Violenza sulle donne. Il coraggio di chiedere aiuto

ROMA – “Sono cresciuta in un ambiente dominato dalla paura dei contatti e dal terrore del sesso.

Per mia madre le donne sono sempre colpevoli di tutto e la loro colpa è la colpa che la Chiesa ha sempre dato alle donne, è la colpa della seduzione, del sesso, dell’incontro. Ricordo l’importanza attribuita ad una ragazza, Maria Goretti, poi santificata che in tempo di guerra preferì morire piuttosto che essere violentata. Ora penso che fra i due orrori sceglierei il minore ed anche in un contesto del genere sceglierei la vita. Eppure c’era tanta enfasi nel sottolineare il sacrificio di quella ragazza. Lei aveva fatto la scelta giusta, doverosa. Il sesso mi è stato presentato quindi come un qualcosa che dava morte o che in alternativa umiliava. Il vero senso della sessualità non aveva così alcun modo di essere compreso.
E’ per questo che ho razionalizzato l’istintualità cancellando il corpo.
Sono una grande testa che fuma per il gran da fare. Razionalizzando tutto ho perso di vista l’autenticità della mia espressione, ho smarrito la spontaneità, il corpo e tutta me stessa. Quanta fatica per non vedermi! Ho tanto sofferto per non essere stata vista, ho tanto odiato per questo motivo, ho poi espresso la mia rabbia e finalmente mi sono accorta che io stessa ho minuziosamente eseguito le stesse manovre fatte in precedenza da altri. Sono stata prima la vittima di altri poi ho assunto in me contemporaneamente il ruolo di carnefice e di vittima. Io sono stata il mio carnefice, io sono stata la mia vittima.” ( Tratto da “Grasso Amaro. L’ Anoressia Mascherata. La donna, identità negata e ritrovata.” Autrice : Manuela Gianantoni .Melusina Editrice )

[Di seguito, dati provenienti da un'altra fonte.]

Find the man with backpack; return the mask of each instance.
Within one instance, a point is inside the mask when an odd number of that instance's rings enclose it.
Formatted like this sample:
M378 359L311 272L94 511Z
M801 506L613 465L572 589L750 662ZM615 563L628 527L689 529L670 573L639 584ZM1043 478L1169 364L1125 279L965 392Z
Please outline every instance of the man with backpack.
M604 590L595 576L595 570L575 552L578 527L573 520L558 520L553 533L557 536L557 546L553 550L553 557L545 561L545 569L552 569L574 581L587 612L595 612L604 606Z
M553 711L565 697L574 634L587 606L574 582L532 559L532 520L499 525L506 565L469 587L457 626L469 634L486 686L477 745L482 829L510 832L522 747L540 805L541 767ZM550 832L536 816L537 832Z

 Questa testimonianza è stata scritta da una giovane donna  vittima di una pesante violenza psicologica in ambito familiare. Nella famiglia di origine ad opera del padre, oltre che della madre, prima e poi nella famiglia che si è creata dopo, in età adulta, ad opera del marito. Sono  schemi comportamentali che una volta appresi tendono a ripetersi all’ infinito o almeno fino a quando non se ne diviene consapevoli e allora lo schema appreso si  frantuma annullandosi. Si viene così a creare uno spazio libero nel quale è possibile inserire  un nuovo schema , una modalità di vita  libera da condizionamenti sbagliati,  quei condizionamenti che hanno umiliato la donna riducendola a livello di un oggetto, a livello di una cosa di cui  si può dire e su cui si può fare di tutto. La violenza psicologica è così subdola e sottile che ad uno sguardo veloce può anche non apparire, addirittura la donna stessa oggetto di violenza psicologica può non rendersene conto . Eppure la donna la sente, la percepisce in qualche modo dentro e fuori di se’ ,  tuttavia non sa dargli un nome ed è per questo che non sa, che non può chiedere aiuto… ma quello che voglio dire ora  a tutte donne che vivono in questa  condizione è che è arrivato il momento di farlo.